Our study has a few limitations that needs consideration. First, this is a prospective non-randomized study with limited sample size. Second, in spite of the prolonged fluoroscopy exposure, circulating blood cells may have a variable radiation exposure which can impact DNA migration on comet assay. Third, other confounding factors that could impact our results by potentially causing DNA damage and limit the ability for repair include medications, diagnostic testing, endogenous infections and poor nutritional status. Fourth, there is inter-individual variability in DNA migration with the comet assay which is unique for that individual. Fifth, these results do not apply for patients undergoing multiple EP procedures, where cumulative radiation exposure may impact DNA damage. Sixth, we did not assess other described methods such as comet head and tail intensity and tail movement for estimating DNA damage but overall, comet length is a widely-accepted method of estimating DNA damage. Finally, the differences in DNA damage in the AF ablation group cannot rule out the possibility of non – fluoroscopy related damage from the ablation itself, prior cardioversions and antiarrhythmic medications. However, currently there is a lack of data regarding the impact of local ablation on systemic DNA damage, especially in circulating eukaryotic cells as measured by the venous comet assay. Local cardiac comet assay measurements may shed further light into this issue. Despite, the limitations our pilot study provides valuable insights on the effect of prolonged radiation on direct DNA damage in patients undergoing CRT implantation and AF ablation and the continued need for radiation hygiene and protection.

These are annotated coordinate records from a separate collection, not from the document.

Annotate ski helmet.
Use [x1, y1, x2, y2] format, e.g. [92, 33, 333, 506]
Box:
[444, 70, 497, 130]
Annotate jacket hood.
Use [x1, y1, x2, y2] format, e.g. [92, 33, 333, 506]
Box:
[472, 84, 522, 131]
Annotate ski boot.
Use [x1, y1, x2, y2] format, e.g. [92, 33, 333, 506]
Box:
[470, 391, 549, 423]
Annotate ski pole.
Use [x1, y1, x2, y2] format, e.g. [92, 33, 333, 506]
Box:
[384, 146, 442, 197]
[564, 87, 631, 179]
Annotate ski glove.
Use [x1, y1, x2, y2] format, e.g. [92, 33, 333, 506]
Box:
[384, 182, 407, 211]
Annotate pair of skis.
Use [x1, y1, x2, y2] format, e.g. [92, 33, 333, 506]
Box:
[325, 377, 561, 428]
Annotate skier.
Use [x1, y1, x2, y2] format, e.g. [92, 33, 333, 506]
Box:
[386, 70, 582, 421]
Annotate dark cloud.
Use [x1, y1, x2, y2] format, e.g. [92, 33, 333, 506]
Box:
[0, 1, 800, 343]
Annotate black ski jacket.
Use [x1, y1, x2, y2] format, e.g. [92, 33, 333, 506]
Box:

Further large prospective studies are warranted to evaluate the impact of this prolonged radiation exposure and ablation procedures on systemic DNA damage in both operators and patients exposed to multiple procedures on long term follow up.

Clinical Implications

It appears that most of the DNA damage in the immediate aftermath of the procedure is self-correcting at 3 months duration in this small group of patients and that there is a lack of permanent damage to the progenitor cells given the relatively short lifespan (few weeks to months) of any individual lymphocyte and monocyte. In the advent of significant DNA damage, some cells continue to persist and undergo mutagenesis resulting in cancer. Even though it is reassuring to see that the impact of fluoroscopy mediated radiation at 3 months it is still very important to minimize the radiation exposure. The ability of the human body to repair/replace cells diminishes with advancing age as it is governed by molecular, biochemical and genetic factors. Hence, these changes can be more profound in older patients undergoing AF ablation and CRT implantation being exposed to radiation exposure, especially those undergoing multiple procedures. Knowledge regarding the extent of DNA damage in patients undergoing electrophysiological procedures is important not only in helping patients make education informed decisions regarding repeat procedures but also the operator to be responsible regarding minimizing radiation exposure. Further studies are required to systematically evaluate the impact of radiation exposure on DNA damage in patients undergoing multiple electrophysiological procedures.


There was a significant increase in DNA damage as detected by comet assay immediately post procedure that resolved at 3 months in patients undergoing AF ablation. Further large prospective studies are warranted to evaluate the impact of this prolonged radiation exposure and DNA damage on long term follow up.